Intervals (bx-python)

The package bx.intervals is required. Instructions for installation can be found at https://bitbucket.org/james_taylor/bx-python/wiki/Home or try pip install bx-python.

petlx.interval.intervallookup(table, start='start', stop='stop', valuespec=None, proximity=0)[source]

Construct an interval lookup for the given table. E.g.:

>>> from petlx.interval import intervallookup    
>>> table = [['start', 'stop', 'value'],
...          [1, 4, 'foo'],
...          [3, 7, 'bar'],
...          [4, 9, 'baz']]
>>> lkp = intervallookup(table, 'start', 'stop')
>>> lkp[1:2]
[(1, 4, 'foo')]
>>> lkp[2:4]
[(1, 4, 'foo'), (3, 7, 'bar')]
>>> lkp[2:5]
[(1, 4, 'foo'), (3, 7, 'bar'), (4, 9, 'baz')]
>>> lkp[9:14]
[]
>>> lkp[19:140]
[]
>>> lkp[1]
[]
>>> lkp[2]
[(1, 4, 'foo')]
>>> lkp[4]
[(3, 7, 'bar')]
>>> lkp[5]
[(3, 7, 'bar'), (4, 9, 'baz')]

Note that there must be a non-zero overlap between the query and the interval for the interval to be retrieved, hence lkp[1] returns nothing. Use the proximity keyword argument to find intervals within a given distance of the query.

Some examples using the proximity and valuespec keyword arguments:

>>> table = [['start', 'stop', 'value'],
...          [1, 4, 'foo'],
...          [3, 7, 'bar'],
...          [4, 9, 'baz']]
>>> lkp = intervallookup(table, 'start', 'stop', valuespec='value', proximity=1)
>>> lkp[1:2]
['foo']
>>> lkp[2:4]
['foo', 'bar', 'baz']
>>> lkp[2:5]
['foo', 'bar', 'baz']
>>> lkp[9:14]
['baz']
>>> lkp[19:140]
[]
>>> lkp[1]
['foo']
>>> lkp[2]
['foo']
>>> lkp[4]
['foo', 'bar', 'baz']
>>> lkp[5]
['bar', 'baz']
>>> lkp[9]
['baz']

New in version 0.2.

petlx.interval.intervallookupone(table, start='start', stop='stop', valuespec=None, proximity=0, strict=True)[source]

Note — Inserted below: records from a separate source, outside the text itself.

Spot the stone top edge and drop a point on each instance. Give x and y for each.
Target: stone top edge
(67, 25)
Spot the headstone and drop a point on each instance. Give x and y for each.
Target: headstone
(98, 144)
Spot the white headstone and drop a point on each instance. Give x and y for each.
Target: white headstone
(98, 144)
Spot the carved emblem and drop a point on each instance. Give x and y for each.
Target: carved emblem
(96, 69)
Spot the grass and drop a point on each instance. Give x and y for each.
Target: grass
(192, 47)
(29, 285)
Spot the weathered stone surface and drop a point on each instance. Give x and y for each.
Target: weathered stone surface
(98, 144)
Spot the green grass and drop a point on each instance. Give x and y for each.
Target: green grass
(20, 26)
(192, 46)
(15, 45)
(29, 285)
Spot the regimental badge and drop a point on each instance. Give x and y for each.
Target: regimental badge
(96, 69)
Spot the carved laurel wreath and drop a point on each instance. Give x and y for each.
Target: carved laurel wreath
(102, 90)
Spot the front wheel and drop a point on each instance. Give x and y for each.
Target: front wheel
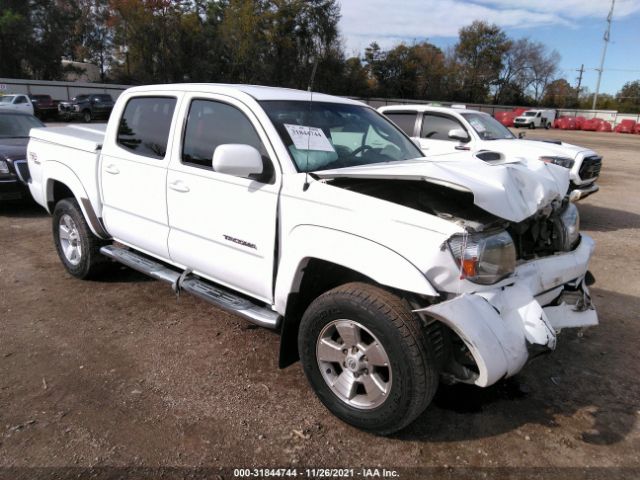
(367, 358)
(77, 246)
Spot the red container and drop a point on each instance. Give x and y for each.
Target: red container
(626, 126)
(591, 125)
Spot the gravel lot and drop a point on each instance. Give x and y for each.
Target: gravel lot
(121, 373)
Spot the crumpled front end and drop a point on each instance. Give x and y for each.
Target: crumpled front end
(505, 326)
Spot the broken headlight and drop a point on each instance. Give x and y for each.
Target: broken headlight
(4, 168)
(565, 162)
(570, 220)
(484, 258)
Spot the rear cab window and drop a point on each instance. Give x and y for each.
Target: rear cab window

Construct an interval lookup for the given table, returning at most one result for each query. If strict=True is given, queries returning more than one result will raise a DuplicateKeyError. If strict=False is given, and there is more than one result, the first result is returned.

See also intervallookup().

New in version 0.2.

petlx.interval.intervalrecordlookup(table, start='start', stop='stop', proximity=0)[source]

As intervallookup() but return records (dictionaries of values indexed by field name).

New in version 0.2.

petlx.interval.intervalrecordlookupone(table, start='start', stop='stop', proximity=0, strict=True)[source]

As intervallookupone() but return records (dictionaries of values indexed by field name).

New in version 0.2.

petlx.interval.facetintervallookup(table, key, start='start', stop='stop', valuespec=None, proximity=0)[source]

Construct a faceted interval lookup for the given table. E.g.:

>>> from petl import look
>>> from petlx.interval import facetintervallookup
>>> look(table)
+----------+---------+--------+---------+
| 'type'   | 'start' | 'stop' | 'value' |
+==========+=========+========+=========+
| 'apple'  | 1       | 4      | 'foo'   |
+----------+---------+--------+---------+
| 'apple'  | 3       | 7      | 'bar'   |
+----------+---------+--------+---------+
| 'orange' | 4       | 9      | 'baz'   |
+----------+---------+--------+---------+

>>> lkp = facetintervallookup(table, key='type', start='start', stop='stop')
>>> lkp['apple'][1:2]
[('apple', 1, 4, 'foo')]
>>> lkp['apple'][2:4]
[('apple', 1, 4, 'foo'), ('apple', 3, 7, 'bar')]
>>> lkp['apple'][2:5]
[('apple', 1, 4, 'foo'), ('apple', 3, 7, 'bar')]
>>> lkp['orange'][2:5]
[('orange', 4, 9, 'baz')]
>>> lkp['orange'][9:14]
[]
>>> lkp['orange'][19:140]
[]
>>> lkp['apple'][1]
[]
>>> lkp['apple'][2]
[('apple', 1, 4, 'foo')]
>>> lkp['apple'][4]
[('apple', 3, 7, 'bar')]
>>> lkp['apple'][5]
[('apple', 3, 7, 'bar')]
>>> lkp['orange'][5]
[('orange', 4, 9, 'baz')]

New in version 0.2.

petlx.interval.facetintervallookupone(table, key, start='start', stop='stop', valuespec=None, proximity=0, strict=True)[source]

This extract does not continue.